In this course, you will learn analysis techniques that allow you to uncover statistical relationships and patterns in your data. It focuses on three classical methods of multivariate statistics which are regression, cluster and factor analysis.
Linear regression analysis allows you the modelling of relationships and the influencing of various factors on a specific target value. What influence does the weather have on my sales numbers? Which distribution channels are most successful?
A cluster analysis can reveal hidden similarities between observations. The goal is to identify groups within the sample that are homogeneous in themselves and at the same time can be easily distinguished from the other groups. A classic application in this field is a customer segmentation.
Factor analysis is always interesting when information from different measured values must be condensed. This form of statistical information compression is used in various areas of application: in psychological and socio-scientific analyses for measuring abstract constructs such as „civil courage“ and in the technical area for image or signal processing.

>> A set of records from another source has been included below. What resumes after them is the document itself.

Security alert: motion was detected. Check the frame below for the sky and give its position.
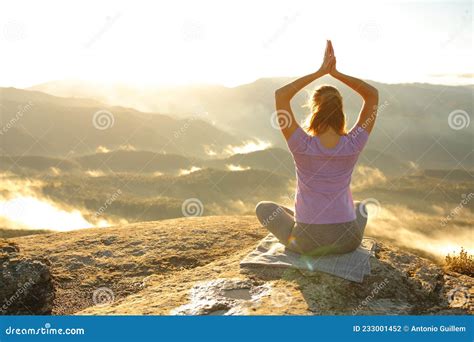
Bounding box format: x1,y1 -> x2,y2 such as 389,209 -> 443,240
0,0 -> 474,88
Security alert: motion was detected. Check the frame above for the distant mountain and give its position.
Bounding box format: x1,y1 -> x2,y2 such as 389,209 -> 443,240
0,148 -> 413,177
0,88 -> 237,157
32,77 -> 474,169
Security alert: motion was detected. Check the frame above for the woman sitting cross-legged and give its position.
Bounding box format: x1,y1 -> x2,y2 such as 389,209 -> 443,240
256,41 -> 378,255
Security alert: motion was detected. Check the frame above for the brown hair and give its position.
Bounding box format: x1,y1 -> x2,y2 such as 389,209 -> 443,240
306,85 -> 347,135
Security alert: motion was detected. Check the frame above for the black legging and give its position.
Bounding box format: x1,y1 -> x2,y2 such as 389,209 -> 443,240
255,201 -> 367,255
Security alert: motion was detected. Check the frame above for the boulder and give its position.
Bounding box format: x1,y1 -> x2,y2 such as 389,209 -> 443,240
0,240 -> 54,315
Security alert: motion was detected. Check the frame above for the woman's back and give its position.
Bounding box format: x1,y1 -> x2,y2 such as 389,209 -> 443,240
288,126 -> 369,224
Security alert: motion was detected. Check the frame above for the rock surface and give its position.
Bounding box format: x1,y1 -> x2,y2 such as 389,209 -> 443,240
5,216 -> 474,315
0,240 -> 54,315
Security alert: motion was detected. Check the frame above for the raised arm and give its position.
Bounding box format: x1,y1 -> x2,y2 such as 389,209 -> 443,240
329,41 -> 379,133
275,41 -> 335,140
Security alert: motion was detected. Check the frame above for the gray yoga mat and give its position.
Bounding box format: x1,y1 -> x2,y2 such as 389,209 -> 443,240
240,234 -> 376,283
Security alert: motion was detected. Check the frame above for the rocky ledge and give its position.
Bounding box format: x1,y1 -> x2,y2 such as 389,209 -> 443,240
0,216 -> 474,315
0,240 -> 54,315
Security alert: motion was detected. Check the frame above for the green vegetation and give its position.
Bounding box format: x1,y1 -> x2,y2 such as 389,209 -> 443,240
446,248 -> 474,277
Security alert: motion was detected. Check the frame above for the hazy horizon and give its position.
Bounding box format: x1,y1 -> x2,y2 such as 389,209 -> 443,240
0,0 -> 474,88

“Multivariate statistics with R” is regarded as an application-oriented introduction to the three methods mentioned above. Their focus lies in the application in R. Furthermore, this course is designed to provide a comprehensive introduction to the three methods mentioned above. It is aimed at interested parties who already have a basic knowledge of R and statistics.
Table of contents:
- Cluster analysis
-
- Basic concepts of cluster analysis
- Similarity and distance measures
- Comparison and application of different algorithms
- Regression analysis
-
- Introduction to linear regression analysis
- Model coefficients, significance tests, model quality
- Graphical and statistical verification of model prerequisites
- Consideration of non-linear effects and interaction effects
- Automated modeling using Stepwise Regression
- Factor and principal component analysis (PCA)
-
- Introduction to procedures
- Process of factor analysis
- Data inspection, determination of the number of factors, rotation
- Factor loadings, communalities and reproduced variance
—
Recommended course length: Two days